Pakistan’da Abotabad’da akşam olmuştu. Kalmak için düzgün bir hotel aramak için yeterince zamanım olmadığından ilk bulduğum yeri fazla incelemeden seçip yerleştim. Oda 4 metrekare falan ve gayet pis. Gece oldu, ülkenin en büyük sorunu elektrik zaten ve gecenin bir yarısı elektrikler kesildi. Yalnız olmak beni ilk defa o kadar etkiledi. Bütün gece patlamalar, silah sesleri insan çığlıkları duydum, meğer burası Ladin’in gelip gittiği bir köymüş ve zaman zaman bu tip şeyler eğlence maksatlı yapılırmış.Çok korkmuştum, sabah erkenden doğruca Lahor’a gittim. Ama bunun dışında bir kadın olmam her yerde çok dikkat çekse de herhangi bir kötü davranışa rastlamadım.

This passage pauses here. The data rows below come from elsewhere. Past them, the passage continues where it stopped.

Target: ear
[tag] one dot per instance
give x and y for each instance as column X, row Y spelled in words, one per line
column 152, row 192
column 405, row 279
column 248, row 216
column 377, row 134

En büyük sorun, çok tükettiğimden dolayı su oldu. Yemeklerde çok farklı kültürler olduğu için zorlandım. İran mutfağını çok sevdim, hatta doyamadım, sonrasındaki yemek kültürüyle barışabildiğimi söyleyemem. Öyle insanlar gördüm ki!.. Hayatlarını kazanmak üzere 2 dolara gündelik çalışan, evine ekmek götürmek için moloz taşıyan kadınları görünce “Asıl zorlukları onlar yaşıyor, biz değil!” diye düşünmeden edemedim.

Birde Hindistan gizemler ülkesi…Orada da Tac Mahal'den Agra merkezine kadar olan kısacık mesafeyi trafikten dolayı ancak 3 saatte alabildim.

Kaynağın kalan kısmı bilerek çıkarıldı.